Lennox Gastaut Syndrome (LGS) is a rare developmental-epileptic encephalopathy (DEE), with recurrent disabling seizures refractory to medical treatment. Seizure onset is typically in the first two years of life, but the syndrome is often not fully recognized until children are 3-5 years-old. LGS constitutes 3-4% of all childhood-onset epilepsy and 1-2% of all epilepsy. In the United States, an estimated 13,400 children under the age of 18 and 34,300 adults 18 years and older have LGS, for a total of 48,000 people affected by this disorder. LGS is characterized by life-long refractory seizures, severe disabilities, developmental delay, cognitive impairments, and prolonged seizures that frequently necessitate the use of rescue medications and hospitalizations. Young people with LGS are 10 times as likely as healthy peers to die both from seizure-related and non-seizure related causes.6 There is no entirely effective treatment or cure. Treatments are generally palliative and aimed at reducing the number of severe seizures (prolonged or likely to cause injury). These strategies include the use of multiple anti-seizure medications, dietary therapies, and Vagus Nerve Stimulators (VNS).
(1) Using the PEDSnet data, we will identify children in the network who carry the diagnosis of LGS per their ICD-10 code (G40.81x) and construct retrospective cohort to be followed from the time of the first ICD-10 LGS code beginning in Oct 1, 2015 to June 1 2021 (see diagnosis validation below). Medical and surgical cohorts of pediatric patients with LGS will be identified based on published algorithms of medical intractability criteria, and further matched by propensity score for analysis.
(2) For each LGS patient, VNS and medical, we will define the index date for comparison, and determine the seizure-related ED/PICU utilization the year prior to the index date (baseline), number of rescue medication prescriptions, number of new medications that were prescribed, and number of outpatient, ED, inpatient, ICU visits for both medical and surgical cohorts. We will determine the same outcomes measures for the 6 months after surgery (recovery and adjustment period) and the 12 months beyond that (comparison period) for both medical and surgical cohorts. Simple analyses will examine the before-after differences in VNS versus non-VNS patients using a Wilcoxon Rank-Sum test. Multivariable logistic regression with adjustment for hospital site as a random variable will allow adjustment for patient age, medications, and other factors.
(3) To test hypotheses regarding evaluation and access to surgical VNS therapy and earlier versus later use of VNS, we will perform a cross-sectional study at 4 sites, Lurie, Seattle, Colorado, and Nationwide. Several parent-reported measures already trialed by one of the investigators (ATB) in this population and acknowledged by parents as appropriate and relevant to the level of their children's function will be outcome measures. Independent variables will be use of VNS, age at VNS, duration of VNS, etiology, and seizure burden.
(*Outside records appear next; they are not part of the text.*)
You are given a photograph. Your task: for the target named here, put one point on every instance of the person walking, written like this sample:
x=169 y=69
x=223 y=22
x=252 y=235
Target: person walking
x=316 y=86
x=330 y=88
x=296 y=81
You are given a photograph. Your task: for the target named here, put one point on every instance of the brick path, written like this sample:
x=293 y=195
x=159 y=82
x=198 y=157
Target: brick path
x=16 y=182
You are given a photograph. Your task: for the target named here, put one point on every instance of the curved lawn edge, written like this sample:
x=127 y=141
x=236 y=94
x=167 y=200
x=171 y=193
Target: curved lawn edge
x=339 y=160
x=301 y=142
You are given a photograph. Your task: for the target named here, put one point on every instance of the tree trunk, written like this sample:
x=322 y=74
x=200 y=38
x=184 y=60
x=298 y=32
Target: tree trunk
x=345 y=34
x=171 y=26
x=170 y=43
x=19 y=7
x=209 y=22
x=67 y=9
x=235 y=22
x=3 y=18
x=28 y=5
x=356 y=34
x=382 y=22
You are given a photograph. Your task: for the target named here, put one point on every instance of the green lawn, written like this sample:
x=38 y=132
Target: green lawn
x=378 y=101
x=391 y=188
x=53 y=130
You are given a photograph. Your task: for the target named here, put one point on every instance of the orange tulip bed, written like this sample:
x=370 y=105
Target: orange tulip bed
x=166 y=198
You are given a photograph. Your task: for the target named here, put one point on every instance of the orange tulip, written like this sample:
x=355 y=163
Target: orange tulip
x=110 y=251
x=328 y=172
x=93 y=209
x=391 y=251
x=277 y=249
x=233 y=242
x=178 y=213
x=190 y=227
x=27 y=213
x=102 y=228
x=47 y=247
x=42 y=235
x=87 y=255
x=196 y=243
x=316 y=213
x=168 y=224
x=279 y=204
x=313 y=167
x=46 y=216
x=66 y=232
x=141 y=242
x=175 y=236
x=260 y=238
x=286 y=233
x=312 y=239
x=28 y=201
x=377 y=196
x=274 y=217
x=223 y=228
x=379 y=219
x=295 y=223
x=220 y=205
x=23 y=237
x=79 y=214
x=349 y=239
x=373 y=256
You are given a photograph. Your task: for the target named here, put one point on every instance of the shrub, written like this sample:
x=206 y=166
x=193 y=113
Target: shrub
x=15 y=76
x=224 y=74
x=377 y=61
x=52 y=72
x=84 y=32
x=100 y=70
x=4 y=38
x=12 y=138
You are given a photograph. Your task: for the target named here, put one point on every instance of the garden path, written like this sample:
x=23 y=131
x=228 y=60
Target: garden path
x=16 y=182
(4) We will perform two collaborative projects with providers and with parents to enhance shared decision-making surrounding VNS. Each will utilize a mixed methods approach (qualitative to quantitative). Focus groups with (a) parents at the 4 sites and (b) physicians at those sites will identify important themes surround the use or avoidance of VNS. For each group, based on the focus group data, systematic surveys will be designed and implemented through LGSF (for parents) and through professional societies (for physicians).